The skit on stage ended with a borderline obscene joke and a final tinny riff on the piano, to a smattering of applause. The piano player shuffled off into the wings, and a gaudily dressed gent came out to announce a brief intermission. The stage lights dimmed then, deepening the smoky gloom in the rest of the room. Quincannon stood, went to the table where Xavier Jones was sitting, drew out a chair and parked himself in it.
Jones turned his head, frowning. He wasn’t such-a-much: medium-sized, balding, his thin-lipped mouth partially concealed by brown mustaches waxed at the ends. He wore a suit and tie, the only man in the Variety Gay besides Quincannon who did.
“Hello, Xavier. Waiting for your dolly’s next specialty number?”
“What the hell do you mean, dolly?”
“Flora. Unless you have more than one.”
“I never seen you before, mister. What do you know about Flora and me?”
“I know she’s a Delight. And that you buy her flowers, trinkets, and champagne and spend a good deal of time watching her perform and in her company afterward. Which is one reason you’re such a hard man to find, though mayhap not the only one.”
“Who the devil are you? What do you want?”
“Otto Ackermann’s steam beer formula and Elias Corby, among other things.”
Jones’s jaw unhinged like a puppet’s. He went board stiff in his chair. “Christ Almighty,” he said.
“No, John Quincannon. A name you recognize, I’ll wager.”
“… I don’t know nothing about what happened at Golden State.”
“We both know that’s not true.”
“I don’t have to talk to you,” Jones said, and started to stand up.
Quincannon caught his coat sleeve and yanked him back down. At the same time, with his other hand, he opened his coat to reveal the handle of his Navy Colt. “You’ll talk to me if you value your hide.”
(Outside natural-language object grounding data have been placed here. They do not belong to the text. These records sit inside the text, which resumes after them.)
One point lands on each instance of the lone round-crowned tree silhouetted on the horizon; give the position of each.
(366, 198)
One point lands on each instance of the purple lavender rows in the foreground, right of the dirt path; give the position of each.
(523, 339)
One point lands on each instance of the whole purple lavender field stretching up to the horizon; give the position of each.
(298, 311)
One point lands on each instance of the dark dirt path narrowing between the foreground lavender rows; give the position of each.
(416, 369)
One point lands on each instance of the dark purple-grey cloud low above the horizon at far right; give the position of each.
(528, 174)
“You wouldn’t dare draw that sidearm in here—”
“Wouldn’t I?” Quincannon smiled his predatory smile. “I can unholster it fast as a lightning strike, crack you over the head, and holster it again without anybody noticing, then haul you up and carry you out to the alley where you’ll talk when you wake up or suffer a variety of other meannesses. Put me to the test i
f you believe I’m bluffing.”
In the smoky, lamplit gloom Jones’s eyes were shadowed, but his fear-rippled expression was plain enough; so was the fact that he seemed to be making an effort to swallow his Adam’s apple. “I don’t believe you’re bluffing,” he said.
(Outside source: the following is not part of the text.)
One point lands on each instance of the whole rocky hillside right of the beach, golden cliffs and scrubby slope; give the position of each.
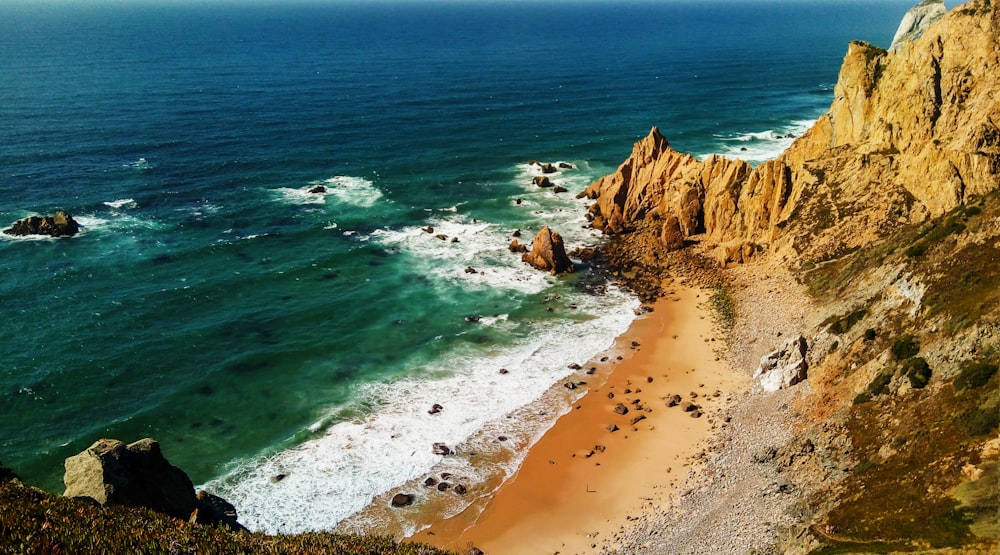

“Smart lad. Now then. Sit calm, answer my questions truthfully, and I’ll leave you to watch Flora’s next number. Fair enough?”
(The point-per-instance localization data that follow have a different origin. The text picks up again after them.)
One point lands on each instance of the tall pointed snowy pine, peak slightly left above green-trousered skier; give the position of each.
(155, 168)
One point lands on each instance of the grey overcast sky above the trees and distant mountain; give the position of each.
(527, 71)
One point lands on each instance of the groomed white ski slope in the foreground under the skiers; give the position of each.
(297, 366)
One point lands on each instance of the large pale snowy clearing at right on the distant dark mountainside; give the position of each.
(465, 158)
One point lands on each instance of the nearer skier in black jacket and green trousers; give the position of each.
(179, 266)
“Just … walk away? That’s all you’ll do?”
“That’s all. There’s no need for the coppers unless you give me trouble.”
“I don’t want no trouble with you or anybody else, least of all the police.”
“We’ll get along then,” Quincannon said. “First question. Where is the formula?”
“I don’t know.”
“Bunkum. What did you do with it after it was turned over to you?”
Jones licked his lips, not meeting Quincannon’s eyes. His gaze kept flicking to the Navy, as if it might jump out of the holster of its own volition and bite him like a snake.
“You gave it to the man on whose orders you were acting, didn’t you. Your employer, Cyrus Drinkwater.”
“No. No, it was my idea to, ah, get the recipe. Mr. Drinkwater, he didn’t know nothing about it.”
“Bunkum,” Quincannon said again, more sharply this time. “The theft was his idea, not yours. And you passed the formula on to him. The truth now—I take a dim view of lies and evasions.”
“… All right. But if he finds out—”
“He won’t find out, not from me as long as you keep giving straight answers. What did he do with it?”
“Put it in his safe.”
Quincannon sighed inaudibly. He’d been afraid that would be the case. “At West Star?”
“No. In his office downtown.”
“Still there, so far as you know?”
Jones gave a jerky head bob.
“Did you make a copy?”
“No. Wasn’t any need.”
“Did he?”
“Not that I know about.”
“So then you’ve yet to make use of it at West Star.”